I knew a man, named Jabo, who was more scared of snakes than anyone I’ve ever known. He sold all of his laying hens because his wife thought she saw a snake in the chicken coop. He’d shot the bottom out of his Johnboat while frog gigging when he thought a snake had fallen in with him. Most recently he’d broken his arm when he dove from a moving tractor pulling a disc after seeing a snake in a field. He lost sight of the snake and imagined that it had climbed onto the machine with him. Tractor and all went into an irrigation ditch. A friend and I went to see him at his house shortly after the accident to get his account of the story.

Though on several occasions Jabo had encountered giant hog nose and coach whip snakes near the field he had been working, it seems the monster that had attempted to do him harm that day was none other than a feared sharkjaw.

This breed of snake can get much larger than its aforementioned cousins (up to twenty feet and as big around as a grown sow), but the one he saw was just a yearling and not much longer than a car. According to this armchair herpetologist, a sharkjaw can charm squirrels and rabbits and has been known to hypnotize men with their raised, swaying heads and glowing red eyeballs. Half way through the description of the beast we had to stop and let him have a glass of water and another nerve pill. He said a sharkjaw has a barbed, poisonous stinger at the end of his tail.

Every so often you’d see a dead tree in the woods for no apparent reason and Jabo swore that that’s where one of these snakes tried to gig a rabbit or deer and missed, killing the tree. They can also spit green, stinking slime that can burn your skin off or blind you. He said that the only way to kill a sharkjaw snake is to sneak up on it and chop it up with an ax. But then you have to burn its remains or otherwise it will put itself back together.
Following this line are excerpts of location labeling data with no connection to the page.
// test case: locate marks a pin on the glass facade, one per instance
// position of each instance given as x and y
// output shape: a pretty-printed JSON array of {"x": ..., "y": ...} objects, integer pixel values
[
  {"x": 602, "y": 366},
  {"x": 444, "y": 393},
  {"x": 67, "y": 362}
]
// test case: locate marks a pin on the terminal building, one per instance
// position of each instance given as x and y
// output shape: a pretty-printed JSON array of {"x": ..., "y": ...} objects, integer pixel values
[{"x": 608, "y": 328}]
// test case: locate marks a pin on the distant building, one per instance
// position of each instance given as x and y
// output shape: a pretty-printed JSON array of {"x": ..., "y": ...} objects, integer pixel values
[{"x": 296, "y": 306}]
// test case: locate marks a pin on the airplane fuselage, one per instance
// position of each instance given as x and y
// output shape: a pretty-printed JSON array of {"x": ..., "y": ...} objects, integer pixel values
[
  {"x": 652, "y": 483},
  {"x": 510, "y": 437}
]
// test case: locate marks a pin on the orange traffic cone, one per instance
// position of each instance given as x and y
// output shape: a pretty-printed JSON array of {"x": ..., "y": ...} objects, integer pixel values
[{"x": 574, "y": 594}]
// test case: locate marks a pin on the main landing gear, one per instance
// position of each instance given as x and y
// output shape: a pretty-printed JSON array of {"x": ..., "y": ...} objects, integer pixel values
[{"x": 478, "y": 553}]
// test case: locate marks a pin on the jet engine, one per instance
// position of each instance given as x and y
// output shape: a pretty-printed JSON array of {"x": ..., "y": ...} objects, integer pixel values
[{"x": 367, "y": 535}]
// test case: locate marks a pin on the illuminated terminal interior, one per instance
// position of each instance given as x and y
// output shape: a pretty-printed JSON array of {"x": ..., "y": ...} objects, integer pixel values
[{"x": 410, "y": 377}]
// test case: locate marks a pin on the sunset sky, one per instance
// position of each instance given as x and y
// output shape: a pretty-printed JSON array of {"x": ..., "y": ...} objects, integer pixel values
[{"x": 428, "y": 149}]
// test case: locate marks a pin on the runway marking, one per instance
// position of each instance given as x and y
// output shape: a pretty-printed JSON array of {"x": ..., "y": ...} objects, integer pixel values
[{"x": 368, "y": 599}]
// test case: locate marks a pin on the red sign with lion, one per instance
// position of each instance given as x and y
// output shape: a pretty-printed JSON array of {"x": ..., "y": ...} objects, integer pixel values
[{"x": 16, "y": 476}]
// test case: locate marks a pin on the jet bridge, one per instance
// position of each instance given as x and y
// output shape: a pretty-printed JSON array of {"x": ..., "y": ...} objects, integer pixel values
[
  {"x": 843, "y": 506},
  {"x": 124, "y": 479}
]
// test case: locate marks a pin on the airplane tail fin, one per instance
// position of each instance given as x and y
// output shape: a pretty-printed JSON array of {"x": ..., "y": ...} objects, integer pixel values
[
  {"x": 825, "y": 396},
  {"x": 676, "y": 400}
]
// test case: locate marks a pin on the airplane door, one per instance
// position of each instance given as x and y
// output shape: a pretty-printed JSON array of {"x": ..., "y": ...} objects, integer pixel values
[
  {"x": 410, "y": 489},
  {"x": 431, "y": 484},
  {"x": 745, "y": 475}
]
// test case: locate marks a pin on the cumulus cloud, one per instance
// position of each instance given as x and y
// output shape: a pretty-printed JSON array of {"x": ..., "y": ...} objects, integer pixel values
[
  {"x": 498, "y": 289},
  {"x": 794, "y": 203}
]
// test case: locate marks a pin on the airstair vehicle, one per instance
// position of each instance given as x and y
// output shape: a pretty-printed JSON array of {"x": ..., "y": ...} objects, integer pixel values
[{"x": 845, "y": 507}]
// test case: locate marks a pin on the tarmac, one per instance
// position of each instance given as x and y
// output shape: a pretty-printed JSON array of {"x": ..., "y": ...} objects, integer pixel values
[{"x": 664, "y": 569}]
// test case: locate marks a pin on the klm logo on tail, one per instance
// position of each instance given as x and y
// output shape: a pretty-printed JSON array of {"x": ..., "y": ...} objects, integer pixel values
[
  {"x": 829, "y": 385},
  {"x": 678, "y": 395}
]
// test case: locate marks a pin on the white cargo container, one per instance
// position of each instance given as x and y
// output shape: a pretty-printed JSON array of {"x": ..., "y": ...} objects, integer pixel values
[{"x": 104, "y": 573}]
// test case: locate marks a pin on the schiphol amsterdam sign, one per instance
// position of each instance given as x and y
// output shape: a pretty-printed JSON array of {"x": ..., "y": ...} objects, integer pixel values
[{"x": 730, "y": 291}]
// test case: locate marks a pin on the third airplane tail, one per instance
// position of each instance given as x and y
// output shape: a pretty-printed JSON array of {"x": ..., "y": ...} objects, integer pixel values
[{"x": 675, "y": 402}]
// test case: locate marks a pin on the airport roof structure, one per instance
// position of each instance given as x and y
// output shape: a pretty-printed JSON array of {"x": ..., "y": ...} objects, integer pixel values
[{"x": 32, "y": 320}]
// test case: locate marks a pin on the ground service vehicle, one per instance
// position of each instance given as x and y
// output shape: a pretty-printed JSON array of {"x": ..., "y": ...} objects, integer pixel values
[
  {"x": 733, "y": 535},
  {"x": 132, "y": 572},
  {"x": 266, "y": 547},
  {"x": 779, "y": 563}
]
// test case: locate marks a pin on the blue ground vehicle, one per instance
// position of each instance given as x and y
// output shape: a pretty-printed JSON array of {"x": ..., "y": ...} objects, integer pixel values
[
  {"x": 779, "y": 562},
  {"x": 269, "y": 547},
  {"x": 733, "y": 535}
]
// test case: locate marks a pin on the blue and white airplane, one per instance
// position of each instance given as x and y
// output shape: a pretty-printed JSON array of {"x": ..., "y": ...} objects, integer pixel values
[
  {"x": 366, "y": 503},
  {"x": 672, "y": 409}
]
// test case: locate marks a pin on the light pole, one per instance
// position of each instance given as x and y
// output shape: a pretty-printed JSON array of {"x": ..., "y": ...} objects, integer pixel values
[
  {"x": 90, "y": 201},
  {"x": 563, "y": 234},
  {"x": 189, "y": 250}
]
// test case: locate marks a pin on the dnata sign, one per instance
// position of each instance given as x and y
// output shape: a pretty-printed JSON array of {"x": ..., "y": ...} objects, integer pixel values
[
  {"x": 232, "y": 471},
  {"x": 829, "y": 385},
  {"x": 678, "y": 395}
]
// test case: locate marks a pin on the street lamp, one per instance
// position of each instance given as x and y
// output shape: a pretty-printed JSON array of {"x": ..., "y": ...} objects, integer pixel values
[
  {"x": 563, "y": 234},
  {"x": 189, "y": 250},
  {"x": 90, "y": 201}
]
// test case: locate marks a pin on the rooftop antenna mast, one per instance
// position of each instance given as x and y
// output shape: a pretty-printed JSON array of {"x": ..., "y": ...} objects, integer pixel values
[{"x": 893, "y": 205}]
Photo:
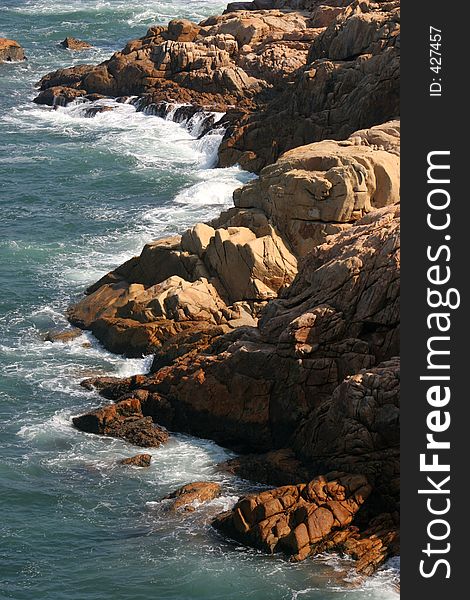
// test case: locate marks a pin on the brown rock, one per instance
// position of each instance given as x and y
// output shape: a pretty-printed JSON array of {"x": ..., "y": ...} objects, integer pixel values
[
  {"x": 250, "y": 389},
  {"x": 351, "y": 81},
  {"x": 140, "y": 460},
  {"x": 295, "y": 519},
  {"x": 193, "y": 493},
  {"x": 320, "y": 189},
  {"x": 71, "y": 43},
  {"x": 123, "y": 420},
  {"x": 10, "y": 51}
]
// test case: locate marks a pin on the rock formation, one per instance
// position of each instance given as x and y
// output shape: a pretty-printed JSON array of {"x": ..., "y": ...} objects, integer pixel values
[
  {"x": 123, "y": 420},
  {"x": 187, "y": 290},
  {"x": 275, "y": 327},
  {"x": 287, "y": 73},
  {"x": 140, "y": 460},
  {"x": 192, "y": 494},
  {"x": 71, "y": 43},
  {"x": 10, "y": 51},
  {"x": 308, "y": 519}
]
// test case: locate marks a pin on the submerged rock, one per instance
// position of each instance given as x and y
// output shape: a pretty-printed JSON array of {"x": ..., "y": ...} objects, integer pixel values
[
  {"x": 71, "y": 43},
  {"x": 64, "y": 336},
  {"x": 199, "y": 492},
  {"x": 10, "y": 50},
  {"x": 140, "y": 460},
  {"x": 123, "y": 420}
]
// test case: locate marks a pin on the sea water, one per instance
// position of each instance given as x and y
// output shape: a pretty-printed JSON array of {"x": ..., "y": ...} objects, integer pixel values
[{"x": 78, "y": 196}]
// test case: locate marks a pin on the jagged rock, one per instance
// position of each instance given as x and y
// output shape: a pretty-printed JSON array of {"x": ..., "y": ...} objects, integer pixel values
[
  {"x": 296, "y": 520},
  {"x": 203, "y": 64},
  {"x": 140, "y": 460},
  {"x": 10, "y": 50},
  {"x": 59, "y": 96},
  {"x": 192, "y": 494},
  {"x": 318, "y": 190},
  {"x": 351, "y": 81},
  {"x": 123, "y": 420},
  {"x": 71, "y": 43},
  {"x": 92, "y": 111},
  {"x": 251, "y": 388},
  {"x": 358, "y": 430}
]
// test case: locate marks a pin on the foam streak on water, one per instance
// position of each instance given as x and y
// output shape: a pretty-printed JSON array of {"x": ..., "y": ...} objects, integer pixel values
[{"x": 78, "y": 196}]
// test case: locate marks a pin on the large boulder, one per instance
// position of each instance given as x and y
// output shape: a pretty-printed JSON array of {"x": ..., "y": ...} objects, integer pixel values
[
  {"x": 10, "y": 51},
  {"x": 296, "y": 520},
  {"x": 311, "y": 518},
  {"x": 351, "y": 82},
  {"x": 223, "y": 61},
  {"x": 250, "y": 389}
]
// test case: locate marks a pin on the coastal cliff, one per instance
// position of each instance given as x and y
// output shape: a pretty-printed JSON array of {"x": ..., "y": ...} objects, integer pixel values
[{"x": 275, "y": 327}]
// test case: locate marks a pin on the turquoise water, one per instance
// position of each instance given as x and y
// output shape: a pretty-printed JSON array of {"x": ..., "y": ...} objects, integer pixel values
[{"x": 78, "y": 196}]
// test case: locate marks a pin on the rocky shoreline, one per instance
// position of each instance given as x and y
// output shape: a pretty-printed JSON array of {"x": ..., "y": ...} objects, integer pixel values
[{"x": 274, "y": 328}]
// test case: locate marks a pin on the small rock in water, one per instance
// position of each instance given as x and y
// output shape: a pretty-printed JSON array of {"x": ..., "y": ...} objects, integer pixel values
[
  {"x": 94, "y": 110},
  {"x": 199, "y": 491},
  {"x": 71, "y": 43},
  {"x": 140, "y": 460},
  {"x": 10, "y": 51},
  {"x": 64, "y": 335}
]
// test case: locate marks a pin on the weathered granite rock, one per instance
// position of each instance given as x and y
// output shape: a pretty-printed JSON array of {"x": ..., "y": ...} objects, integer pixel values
[
  {"x": 358, "y": 430},
  {"x": 123, "y": 420},
  {"x": 217, "y": 277},
  {"x": 186, "y": 497},
  {"x": 296, "y": 520},
  {"x": 10, "y": 51},
  {"x": 351, "y": 81},
  {"x": 140, "y": 460},
  {"x": 71, "y": 43},
  {"x": 250, "y": 389},
  {"x": 205, "y": 64}
]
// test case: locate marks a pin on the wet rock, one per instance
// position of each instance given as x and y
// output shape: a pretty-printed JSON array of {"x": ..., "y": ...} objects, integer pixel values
[
  {"x": 140, "y": 460},
  {"x": 350, "y": 81},
  {"x": 251, "y": 388},
  {"x": 71, "y": 43},
  {"x": 10, "y": 51},
  {"x": 64, "y": 336},
  {"x": 318, "y": 190},
  {"x": 96, "y": 110},
  {"x": 123, "y": 420},
  {"x": 296, "y": 520},
  {"x": 192, "y": 494},
  {"x": 59, "y": 96}
]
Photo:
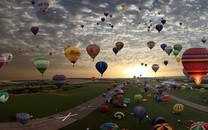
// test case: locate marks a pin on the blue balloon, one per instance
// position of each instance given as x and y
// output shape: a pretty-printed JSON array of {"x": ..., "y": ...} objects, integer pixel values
[
  {"x": 101, "y": 66},
  {"x": 163, "y": 46}
]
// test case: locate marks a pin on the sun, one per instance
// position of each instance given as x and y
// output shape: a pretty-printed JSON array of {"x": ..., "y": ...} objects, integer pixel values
[{"x": 138, "y": 72}]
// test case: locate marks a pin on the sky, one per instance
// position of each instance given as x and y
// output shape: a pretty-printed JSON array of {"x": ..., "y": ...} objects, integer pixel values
[{"x": 61, "y": 24}]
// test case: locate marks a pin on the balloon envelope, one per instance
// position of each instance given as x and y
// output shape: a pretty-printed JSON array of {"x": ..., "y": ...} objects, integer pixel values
[{"x": 101, "y": 66}]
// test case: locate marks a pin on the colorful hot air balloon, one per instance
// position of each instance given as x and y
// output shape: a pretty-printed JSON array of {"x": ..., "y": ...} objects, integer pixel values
[
  {"x": 8, "y": 56},
  {"x": 163, "y": 126},
  {"x": 139, "y": 113},
  {"x": 115, "y": 50},
  {"x": 34, "y": 30},
  {"x": 93, "y": 78},
  {"x": 59, "y": 80},
  {"x": 109, "y": 126},
  {"x": 73, "y": 54},
  {"x": 4, "y": 96},
  {"x": 151, "y": 44},
  {"x": 203, "y": 39},
  {"x": 195, "y": 62},
  {"x": 2, "y": 61},
  {"x": 43, "y": 5},
  {"x": 119, "y": 45},
  {"x": 165, "y": 62},
  {"x": 177, "y": 47},
  {"x": 159, "y": 27},
  {"x": 199, "y": 125},
  {"x": 168, "y": 49},
  {"x": 178, "y": 107},
  {"x": 41, "y": 63},
  {"x": 123, "y": 5},
  {"x": 101, "y": 66},
  {"x": 155, "y": 67},
  {"x": 23, "y": 118},
  {"x": 163, "y": 46},
  {"x": 93, "y": 50}
]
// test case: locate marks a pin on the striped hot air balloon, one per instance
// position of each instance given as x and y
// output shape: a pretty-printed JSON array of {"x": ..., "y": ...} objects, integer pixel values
[
  {"x": 195, "y": 62},
  {"x": 163, "y": 126},
  {"x": 199, "y": 125}
]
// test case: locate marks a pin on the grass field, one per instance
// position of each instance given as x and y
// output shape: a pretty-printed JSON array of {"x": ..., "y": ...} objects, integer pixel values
[
  {"x": 153, "y": 108},
  {"x": 55, "y": 100}
]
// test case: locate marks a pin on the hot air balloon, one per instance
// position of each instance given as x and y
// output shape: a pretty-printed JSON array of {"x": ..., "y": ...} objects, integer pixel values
[
  {"x": 168, "y": 49},
  {"x": 151, "y": 44},
  {"x": 23, "y": 118},
  {"x": 178, "y": 59},
  {"x": 163, "y": 126},
  {"x": 203, "y": 39},
  {"x": 119, "y": 45},
  {"x": 93, "y": 78},
  {"x": 159, "y": 27},
  {"x": 165, "y": 62},
  {"x": 2, "y": 61},
  {"x": 8, "y": 56},
  {"x": 73, "y": 54},
  {"x": 109, "y": 126},
  {"x": 41, "y": 63},
  {"x": 4, "y": 96},
  {"x": 195, "y": 62},
  {"x": 93, "y": 50},
  {"x": 115, "y": 50},
  {"x": 163, "y": 46},
  {"x": 43, "y": 5},
  {"x": 34, "y": 30},
  {"x": 178, "y": 107},
  {"x": 123, "y": 5},
  {"x": 155, "y": 67},
  {"x": 101, "y": 66},
  {"x": 139, "y": 113},
  {"x": 59, "y": 80},
  {"x": 199, "y": 125},
  {"x": 175, "y": 53},
  {"x": 177, "y": 47}
]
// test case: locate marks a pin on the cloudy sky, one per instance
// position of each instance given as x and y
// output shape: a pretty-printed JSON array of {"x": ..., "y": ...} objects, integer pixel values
[{"x": 61, "y": 24}]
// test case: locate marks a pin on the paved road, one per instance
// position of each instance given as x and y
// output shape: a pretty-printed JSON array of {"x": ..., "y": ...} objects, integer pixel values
[
  {"x": 185, "y": 102},
  {"x": 51, "y": 123}
]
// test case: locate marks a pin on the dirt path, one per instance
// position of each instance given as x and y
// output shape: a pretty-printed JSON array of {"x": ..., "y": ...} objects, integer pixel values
[{"x": 51, "y": 123}]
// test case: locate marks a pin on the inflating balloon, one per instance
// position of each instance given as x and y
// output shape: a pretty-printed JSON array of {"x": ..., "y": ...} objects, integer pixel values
[
  {"x": 41, "y": 63},
  {"x": 73, "y": 54},
  {"x": 93, "y": 50},
  {"x": 101, "y": 66},
  {"x": 195, "y": 62}
]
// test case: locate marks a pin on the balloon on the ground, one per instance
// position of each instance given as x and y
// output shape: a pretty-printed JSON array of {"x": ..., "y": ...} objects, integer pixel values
[
  {"x": 139, "y": 113},
  {"x": 43, "y": 5},
  {"x": 155, "y": 67},
  {"x": 23, "y": 118},
  {"x": 4, "y": 96},
  {"x": 8, "y": 56},
  {"x": 59, "y": 80},
  {"x": 109, "y": 126},
  {"x": 195, "y": 62},
  {"x": 72, "y": 53},
  {"x": 199, "y": 125},
  {"x": 119, "y": 115},
  {"x": 93, "y": 50},
  {"x": 101, "y": 66},
  {"x": 41, "y": 63},
  {"x": 163, "y": 126},
  {"x": 178, "y": 107}
]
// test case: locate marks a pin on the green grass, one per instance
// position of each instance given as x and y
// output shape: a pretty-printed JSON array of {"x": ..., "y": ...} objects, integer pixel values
[
  {"x": 153, "y": 108},
  {"x": 191, "y": 95},
  {"x": 45, "y": 104}
]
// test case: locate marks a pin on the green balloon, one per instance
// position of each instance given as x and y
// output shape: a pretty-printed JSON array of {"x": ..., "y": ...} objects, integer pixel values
[{"x": 177, "y": 47}]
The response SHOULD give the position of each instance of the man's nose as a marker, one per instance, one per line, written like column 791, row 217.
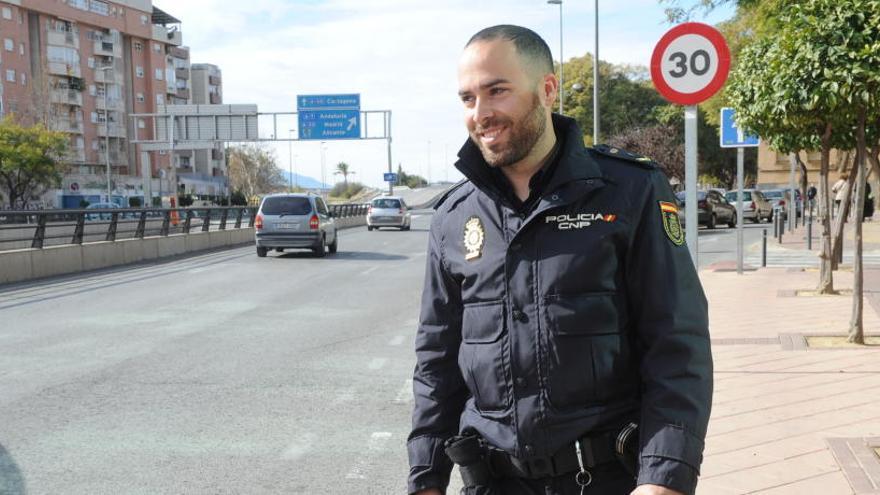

He told us that the disc had to have gotten him because he didn’t see him roll off. You see, when alarmed, a sharkjaw can bite the end of his tail, make like a bicycle wheel and roll off.

That Jabo…sometimes I wonder if his head might whistle in a cross wind.

Disclaimer: The story you just read is based on reality. The names have been changed to protect the innocent. Any likeness any character in this story has to you, your family or anybody you know or have known is completely coincidental.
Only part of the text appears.